Business Context
NewsPulse, a media monitoring platform, needs a text representation strategy for classifying incoming news headlines and short article snippets into editorial topics. The team wants to compare a sparse lexical baseline (TF-IDF) against dense semantic representations (word embeddings) before committing to a production pipeline.
Data
- Volume: 180,000 labeled documents collected over 12 months
- Text length: 8-220 words (median: 34 words)
- Language: English only
- Labels: 6 topic classes — Politics (22%), Business (19%), Sports (18%), Technology (15%), Entertainment (14%), Health (12%)
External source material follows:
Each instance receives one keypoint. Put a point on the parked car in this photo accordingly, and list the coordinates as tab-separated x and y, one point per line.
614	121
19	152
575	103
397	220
- Noise: HTML fragments, duplicated wire headlines, inconsistent casing, punctuation-heavy social reposts
Success Criteria
A good solution should clearly explain the practical difference between TF-IDF and word embeddings, implement both approaches in Python, and demonstrate which representation performs better for this short-text classification task. Target macro-F1 ≥ 0.82 on a held-out test set, with a clear discussion of trade-offs in interpretability, latency, and semantic generalization.
Constraints
- Training must run on a single CPU or one small GPU
- Inference latency should stay under 50ms per document for batch scoring
- The solution should be easy for an editorial analytics team to maintain
Requirements
- Build a baseline classifier using TF-IDF features and a linear model.
- Build a second classifier using word embeddings aggregated at document level or a lightweight transformer embedding model.
- Define a realistic preprocessing pipeline for noisy news text.
- Compare both methods on performance, memory usage, and interpretability.
- Explain when TF-IDF is preferable and when embeddings are preferable in production.